Alex Balk at The Awl published a brief post against longform nonfiction storytelling. Here's a quote from the piece, which I think gets the point across with even more brevity: "Are there some stories so intricate that they actually demand tens of thousands of words to tell them? Sure. Maybe six or seven a year. Everything else you read is padding or awards-bait."
It's purposefully incendiary stuff, and obviously a broad generalization. Personally, I tend to prize pieces of a certain length; here at the Seattle Review of Books, we rarely publish reviews that are shorter than a thousand words, because we think anything less tends to fully fail to develop an idea. I recently wrote a piece for the site that was over three thousand words, but I hope to cut it down a little bit in the editing process.
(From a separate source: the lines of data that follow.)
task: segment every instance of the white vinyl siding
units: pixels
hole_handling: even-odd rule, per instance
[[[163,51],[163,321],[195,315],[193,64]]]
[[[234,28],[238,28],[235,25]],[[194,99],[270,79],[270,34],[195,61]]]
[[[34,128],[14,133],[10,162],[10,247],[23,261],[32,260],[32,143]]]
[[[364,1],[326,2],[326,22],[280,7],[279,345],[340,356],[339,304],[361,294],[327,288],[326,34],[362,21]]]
But in general, I tend to agree with Balk; I've read a lot of longform pieces that have wasted my time. I'm fine with digressions and taking your time to tell a story, but a story should be exactly as long as it needs to be. We've all read magazine articles that have been puffed out to book-length; we all agree that those are terrible. When that happens, we feel manipulated, and it sours the reading experience. Same with longform. That said, I am always in favor of more writers writing more, and if longform is the vessel that gets readers in front of writing, that's a-okay with me.
But rather than arguing about a nonexistent perfect metric for exactly how long a piece should be, I'd rather everyone read this great post by Chuck Wendig about why paying writers is so important. It's titled "Scream It Until Their Ears Bleed: Pay the Fucking Writers," and it's in response to an idiotic Huffington Post editor's bullshit claims that paying writers is "not a real authentic way of presenting copy," that because Huffington Post bloggers write out of passion, their writing somehow has more merit. I don't know how many words Wendig's post is, but I can tell you it's exactly as long as it should be.